I have a file like that:
Host: 192.168.0.13 (randomname1.company.test) Status: Up
Host: 192.168.0.13 (randomname2.company.test) Ports: 21/open/tcp//ftp//Super FTP 1.0/, 80/open/tcp//http//thttpd/, 443/open/tcp//ssl|http//thttpd/, 8000/open/tcp//http//thttpd/, 9500/open/tcp//ismserver?/// Ignored State: filtered (986)
Host: 192.168.0.14 (randomname3.company.test) Status: Up
Host: 192.168.0.14 (randomname4.company.test) Ports: 80/open/tcp//http//Microsoft IIS httpd 1.0/, 135/open/tcp//msrpc//Microsoft Windows RPC/, 139/open/tcp//netbios-ssn//Microsoft Windows netbios-ssn/ Ignored State: filtered (989)
Host: 192.168.0.15 (randomname5.company.test) Status: Up
Host: 192.168.0.15 (randomname6.company.test) Ports: 21/open/tcp//ftp//Omega FTP/, 9500/open/tcp//ismserver?/// Ignored State: filtered (989)

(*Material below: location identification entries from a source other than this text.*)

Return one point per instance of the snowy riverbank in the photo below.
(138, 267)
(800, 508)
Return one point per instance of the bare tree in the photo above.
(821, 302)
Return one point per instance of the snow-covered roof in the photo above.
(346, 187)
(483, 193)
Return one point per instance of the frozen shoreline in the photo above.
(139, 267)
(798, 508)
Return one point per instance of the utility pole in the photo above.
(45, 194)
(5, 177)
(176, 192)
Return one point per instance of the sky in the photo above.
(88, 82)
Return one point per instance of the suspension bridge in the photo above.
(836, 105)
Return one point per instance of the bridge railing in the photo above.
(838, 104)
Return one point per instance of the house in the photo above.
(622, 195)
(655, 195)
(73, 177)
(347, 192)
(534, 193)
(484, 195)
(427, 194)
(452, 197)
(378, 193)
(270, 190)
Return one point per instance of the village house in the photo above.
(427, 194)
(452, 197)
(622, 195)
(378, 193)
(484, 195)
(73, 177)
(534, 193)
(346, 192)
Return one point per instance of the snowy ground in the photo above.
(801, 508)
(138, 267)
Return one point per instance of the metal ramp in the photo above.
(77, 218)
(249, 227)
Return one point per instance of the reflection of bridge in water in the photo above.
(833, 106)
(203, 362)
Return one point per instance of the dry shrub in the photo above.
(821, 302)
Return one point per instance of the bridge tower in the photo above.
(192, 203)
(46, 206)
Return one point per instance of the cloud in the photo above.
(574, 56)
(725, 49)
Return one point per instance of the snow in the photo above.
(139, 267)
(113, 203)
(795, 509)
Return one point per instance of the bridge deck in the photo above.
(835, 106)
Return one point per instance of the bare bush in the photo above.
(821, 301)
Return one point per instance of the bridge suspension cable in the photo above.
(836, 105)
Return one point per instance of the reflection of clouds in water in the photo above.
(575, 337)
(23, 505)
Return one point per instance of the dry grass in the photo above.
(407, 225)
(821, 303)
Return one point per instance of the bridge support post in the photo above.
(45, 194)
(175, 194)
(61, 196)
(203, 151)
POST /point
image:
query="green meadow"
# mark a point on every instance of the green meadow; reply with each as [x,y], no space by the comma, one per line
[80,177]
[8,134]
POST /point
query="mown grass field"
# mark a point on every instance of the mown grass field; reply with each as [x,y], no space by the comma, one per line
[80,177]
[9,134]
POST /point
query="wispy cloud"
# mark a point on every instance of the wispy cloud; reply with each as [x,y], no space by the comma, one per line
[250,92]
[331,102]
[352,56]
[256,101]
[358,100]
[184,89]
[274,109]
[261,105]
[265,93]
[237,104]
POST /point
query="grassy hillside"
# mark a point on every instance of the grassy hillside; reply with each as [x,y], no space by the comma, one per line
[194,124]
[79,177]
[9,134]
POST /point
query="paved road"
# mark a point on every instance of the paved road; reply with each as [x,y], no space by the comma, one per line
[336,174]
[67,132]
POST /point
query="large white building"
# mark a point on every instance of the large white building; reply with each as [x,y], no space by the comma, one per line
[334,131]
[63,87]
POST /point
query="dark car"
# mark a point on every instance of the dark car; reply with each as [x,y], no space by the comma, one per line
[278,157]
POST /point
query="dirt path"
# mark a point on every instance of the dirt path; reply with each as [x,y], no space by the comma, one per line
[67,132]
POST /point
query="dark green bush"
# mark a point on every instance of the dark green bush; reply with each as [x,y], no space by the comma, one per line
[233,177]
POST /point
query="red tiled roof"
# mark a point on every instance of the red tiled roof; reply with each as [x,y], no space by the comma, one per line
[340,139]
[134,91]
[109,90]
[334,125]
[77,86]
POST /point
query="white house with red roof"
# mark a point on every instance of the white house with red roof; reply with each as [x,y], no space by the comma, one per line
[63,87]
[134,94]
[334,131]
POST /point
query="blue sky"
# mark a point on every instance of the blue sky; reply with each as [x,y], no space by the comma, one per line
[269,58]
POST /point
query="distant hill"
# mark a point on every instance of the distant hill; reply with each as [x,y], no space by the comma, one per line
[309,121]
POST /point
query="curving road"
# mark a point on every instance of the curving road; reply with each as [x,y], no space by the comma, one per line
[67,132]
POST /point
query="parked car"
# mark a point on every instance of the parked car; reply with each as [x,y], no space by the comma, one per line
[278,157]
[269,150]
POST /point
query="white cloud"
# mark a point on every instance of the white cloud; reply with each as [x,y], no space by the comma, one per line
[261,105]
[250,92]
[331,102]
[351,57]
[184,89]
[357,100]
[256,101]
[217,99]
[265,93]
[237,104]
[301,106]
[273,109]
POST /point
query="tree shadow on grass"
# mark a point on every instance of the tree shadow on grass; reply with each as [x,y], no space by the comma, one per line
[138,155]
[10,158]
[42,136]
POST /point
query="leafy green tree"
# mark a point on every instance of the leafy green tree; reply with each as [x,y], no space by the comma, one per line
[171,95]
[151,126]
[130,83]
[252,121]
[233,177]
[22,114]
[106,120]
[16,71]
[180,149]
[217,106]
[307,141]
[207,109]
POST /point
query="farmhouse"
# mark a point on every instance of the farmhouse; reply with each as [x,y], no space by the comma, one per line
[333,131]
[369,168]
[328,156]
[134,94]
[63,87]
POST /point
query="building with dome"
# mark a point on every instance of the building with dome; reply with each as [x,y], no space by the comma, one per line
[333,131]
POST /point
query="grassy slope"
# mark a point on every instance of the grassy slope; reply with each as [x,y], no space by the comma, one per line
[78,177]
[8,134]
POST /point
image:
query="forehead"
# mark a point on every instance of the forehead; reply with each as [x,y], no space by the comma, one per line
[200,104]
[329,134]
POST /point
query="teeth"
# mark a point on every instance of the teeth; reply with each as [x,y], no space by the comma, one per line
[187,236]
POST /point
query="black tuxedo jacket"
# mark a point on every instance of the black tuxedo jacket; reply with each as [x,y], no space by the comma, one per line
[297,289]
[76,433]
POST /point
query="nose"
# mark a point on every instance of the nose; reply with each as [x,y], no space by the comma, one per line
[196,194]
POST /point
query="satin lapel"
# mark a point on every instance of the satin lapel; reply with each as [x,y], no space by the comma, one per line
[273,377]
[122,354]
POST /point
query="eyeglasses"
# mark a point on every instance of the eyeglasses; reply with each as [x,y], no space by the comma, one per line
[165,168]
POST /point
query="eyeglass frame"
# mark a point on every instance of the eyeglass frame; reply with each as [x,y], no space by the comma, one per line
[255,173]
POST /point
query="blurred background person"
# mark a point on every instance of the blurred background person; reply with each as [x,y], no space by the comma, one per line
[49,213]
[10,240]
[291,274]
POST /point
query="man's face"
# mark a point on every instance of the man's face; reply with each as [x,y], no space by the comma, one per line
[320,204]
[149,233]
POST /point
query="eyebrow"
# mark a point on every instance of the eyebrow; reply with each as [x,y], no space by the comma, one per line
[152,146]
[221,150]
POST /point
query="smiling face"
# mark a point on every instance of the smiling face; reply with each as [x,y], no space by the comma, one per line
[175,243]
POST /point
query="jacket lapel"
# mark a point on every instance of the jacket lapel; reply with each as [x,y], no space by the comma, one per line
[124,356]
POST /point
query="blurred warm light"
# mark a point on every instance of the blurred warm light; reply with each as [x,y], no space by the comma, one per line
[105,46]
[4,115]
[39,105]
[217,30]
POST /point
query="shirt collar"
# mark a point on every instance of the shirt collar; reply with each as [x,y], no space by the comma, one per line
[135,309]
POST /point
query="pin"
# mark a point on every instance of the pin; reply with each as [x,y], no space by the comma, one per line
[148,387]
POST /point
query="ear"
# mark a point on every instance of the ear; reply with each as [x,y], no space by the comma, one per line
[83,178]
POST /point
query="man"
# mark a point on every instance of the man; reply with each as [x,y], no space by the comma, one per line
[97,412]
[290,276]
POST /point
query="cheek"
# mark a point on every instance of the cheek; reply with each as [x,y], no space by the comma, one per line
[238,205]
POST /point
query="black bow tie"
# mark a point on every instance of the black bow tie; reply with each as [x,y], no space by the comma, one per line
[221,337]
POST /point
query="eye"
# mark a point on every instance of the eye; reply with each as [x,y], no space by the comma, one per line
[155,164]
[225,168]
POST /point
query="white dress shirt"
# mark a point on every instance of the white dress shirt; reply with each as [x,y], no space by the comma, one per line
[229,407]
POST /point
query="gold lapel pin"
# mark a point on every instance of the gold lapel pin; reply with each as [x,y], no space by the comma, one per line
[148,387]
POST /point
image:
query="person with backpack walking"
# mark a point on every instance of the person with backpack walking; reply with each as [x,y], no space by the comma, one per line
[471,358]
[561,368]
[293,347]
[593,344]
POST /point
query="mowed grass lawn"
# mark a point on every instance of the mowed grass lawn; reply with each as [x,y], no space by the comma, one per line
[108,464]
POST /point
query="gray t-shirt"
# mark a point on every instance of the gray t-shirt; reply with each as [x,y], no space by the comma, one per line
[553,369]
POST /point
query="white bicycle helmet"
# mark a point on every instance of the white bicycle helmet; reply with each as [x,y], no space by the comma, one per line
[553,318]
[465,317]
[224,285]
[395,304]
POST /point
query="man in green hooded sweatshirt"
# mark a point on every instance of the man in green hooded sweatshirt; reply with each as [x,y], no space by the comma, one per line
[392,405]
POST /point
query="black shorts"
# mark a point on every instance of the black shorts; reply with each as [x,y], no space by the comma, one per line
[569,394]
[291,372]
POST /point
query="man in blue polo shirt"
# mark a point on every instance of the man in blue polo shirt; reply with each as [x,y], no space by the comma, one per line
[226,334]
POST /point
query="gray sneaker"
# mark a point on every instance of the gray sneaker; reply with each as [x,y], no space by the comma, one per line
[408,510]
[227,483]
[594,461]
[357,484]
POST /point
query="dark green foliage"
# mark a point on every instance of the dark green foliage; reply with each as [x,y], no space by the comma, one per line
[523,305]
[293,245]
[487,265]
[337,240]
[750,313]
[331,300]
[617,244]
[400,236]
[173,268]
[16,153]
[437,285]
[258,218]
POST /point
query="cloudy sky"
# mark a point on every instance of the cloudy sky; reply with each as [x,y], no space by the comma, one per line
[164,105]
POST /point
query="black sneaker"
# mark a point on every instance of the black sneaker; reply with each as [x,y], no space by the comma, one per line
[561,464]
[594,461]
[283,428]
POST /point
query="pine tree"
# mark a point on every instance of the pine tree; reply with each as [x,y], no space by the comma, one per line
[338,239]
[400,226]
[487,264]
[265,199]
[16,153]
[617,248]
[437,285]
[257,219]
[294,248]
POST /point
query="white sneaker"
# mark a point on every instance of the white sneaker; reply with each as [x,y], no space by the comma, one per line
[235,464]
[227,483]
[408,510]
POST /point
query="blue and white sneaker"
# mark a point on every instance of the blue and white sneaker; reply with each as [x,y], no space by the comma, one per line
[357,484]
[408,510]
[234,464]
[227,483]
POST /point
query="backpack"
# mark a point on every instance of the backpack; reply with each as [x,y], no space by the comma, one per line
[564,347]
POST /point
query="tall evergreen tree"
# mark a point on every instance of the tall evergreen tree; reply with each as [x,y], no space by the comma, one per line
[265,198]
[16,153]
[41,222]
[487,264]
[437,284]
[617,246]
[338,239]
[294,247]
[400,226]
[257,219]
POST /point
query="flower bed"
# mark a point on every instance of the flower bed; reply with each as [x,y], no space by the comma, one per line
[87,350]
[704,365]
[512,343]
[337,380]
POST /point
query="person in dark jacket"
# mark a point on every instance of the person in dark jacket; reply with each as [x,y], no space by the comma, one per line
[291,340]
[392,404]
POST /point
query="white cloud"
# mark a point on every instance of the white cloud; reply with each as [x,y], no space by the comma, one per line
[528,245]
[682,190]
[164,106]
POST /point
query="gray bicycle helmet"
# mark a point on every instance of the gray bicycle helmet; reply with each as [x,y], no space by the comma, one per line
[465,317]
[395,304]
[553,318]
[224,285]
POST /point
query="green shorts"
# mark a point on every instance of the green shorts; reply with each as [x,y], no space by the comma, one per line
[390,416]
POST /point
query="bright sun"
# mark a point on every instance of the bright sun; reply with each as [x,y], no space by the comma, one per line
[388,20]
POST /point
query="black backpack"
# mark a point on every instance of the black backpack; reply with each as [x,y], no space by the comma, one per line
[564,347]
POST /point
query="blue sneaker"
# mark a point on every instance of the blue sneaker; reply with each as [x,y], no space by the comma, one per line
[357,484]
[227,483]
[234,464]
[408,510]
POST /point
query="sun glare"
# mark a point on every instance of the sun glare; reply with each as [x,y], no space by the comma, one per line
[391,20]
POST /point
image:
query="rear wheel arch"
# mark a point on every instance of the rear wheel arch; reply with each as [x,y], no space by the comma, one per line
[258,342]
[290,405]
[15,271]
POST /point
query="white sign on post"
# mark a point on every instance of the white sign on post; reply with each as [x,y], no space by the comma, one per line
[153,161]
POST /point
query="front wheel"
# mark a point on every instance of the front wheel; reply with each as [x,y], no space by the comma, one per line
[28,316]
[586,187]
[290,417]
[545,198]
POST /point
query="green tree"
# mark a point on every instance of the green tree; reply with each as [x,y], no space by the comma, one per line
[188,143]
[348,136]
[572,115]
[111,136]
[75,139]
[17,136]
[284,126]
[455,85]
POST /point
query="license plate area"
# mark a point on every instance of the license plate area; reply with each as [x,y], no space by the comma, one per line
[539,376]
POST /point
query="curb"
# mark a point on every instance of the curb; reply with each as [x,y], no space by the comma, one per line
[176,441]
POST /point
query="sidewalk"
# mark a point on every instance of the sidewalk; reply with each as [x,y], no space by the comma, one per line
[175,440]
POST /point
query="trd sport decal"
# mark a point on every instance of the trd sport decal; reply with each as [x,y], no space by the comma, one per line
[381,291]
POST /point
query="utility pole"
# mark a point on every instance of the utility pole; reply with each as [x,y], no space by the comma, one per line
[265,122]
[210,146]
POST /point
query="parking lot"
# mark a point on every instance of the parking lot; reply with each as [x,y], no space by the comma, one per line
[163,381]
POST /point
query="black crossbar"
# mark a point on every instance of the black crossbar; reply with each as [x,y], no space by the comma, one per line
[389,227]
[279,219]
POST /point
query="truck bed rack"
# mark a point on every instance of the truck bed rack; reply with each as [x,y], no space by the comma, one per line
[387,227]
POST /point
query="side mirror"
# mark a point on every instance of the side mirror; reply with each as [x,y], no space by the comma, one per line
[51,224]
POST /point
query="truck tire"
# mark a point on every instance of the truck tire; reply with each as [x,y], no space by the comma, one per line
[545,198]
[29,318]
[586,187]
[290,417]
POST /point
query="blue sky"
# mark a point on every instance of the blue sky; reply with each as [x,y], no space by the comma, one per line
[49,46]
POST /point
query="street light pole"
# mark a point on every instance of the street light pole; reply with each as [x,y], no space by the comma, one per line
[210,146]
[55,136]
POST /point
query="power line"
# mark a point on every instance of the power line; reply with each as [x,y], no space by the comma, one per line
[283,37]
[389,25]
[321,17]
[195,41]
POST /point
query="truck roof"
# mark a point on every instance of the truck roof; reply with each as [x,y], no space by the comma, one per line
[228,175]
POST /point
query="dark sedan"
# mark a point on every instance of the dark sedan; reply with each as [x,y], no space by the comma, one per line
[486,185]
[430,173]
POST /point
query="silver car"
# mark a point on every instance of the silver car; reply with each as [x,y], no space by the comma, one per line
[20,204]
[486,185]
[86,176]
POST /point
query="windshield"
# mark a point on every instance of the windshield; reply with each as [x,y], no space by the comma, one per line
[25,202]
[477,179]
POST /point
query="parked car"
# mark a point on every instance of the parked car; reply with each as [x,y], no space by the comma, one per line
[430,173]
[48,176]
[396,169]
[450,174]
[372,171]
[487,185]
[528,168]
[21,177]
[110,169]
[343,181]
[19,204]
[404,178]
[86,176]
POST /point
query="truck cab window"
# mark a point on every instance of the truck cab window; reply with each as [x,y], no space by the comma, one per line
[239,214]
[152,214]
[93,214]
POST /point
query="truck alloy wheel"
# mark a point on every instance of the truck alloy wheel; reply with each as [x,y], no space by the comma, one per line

I want to parse it in PBI in a way that I will have a table with IP, Hostname, port, status, type, serivce. So, in this example I would have something like:
192.168.0.13, randomname1.company.test, 21, open, ftp, Super FTP 1.0
192.168.0.13, randomname1.company.test, 80, open, http, httpd
192.168.0.14, randomname2.company.test, 80, open, http, Microsoft IIS httpd 1.0
And so on...
Is there a way?
So your requirement is to clean your data in file, right?
On way is to use Split Column, click Query Editor-> Transform-> Split Column by custom delimiter "\\" then delete useless columns.
The second way is to use R script in Power BI, you can use function like Split() with Regular expression in it to clean your data.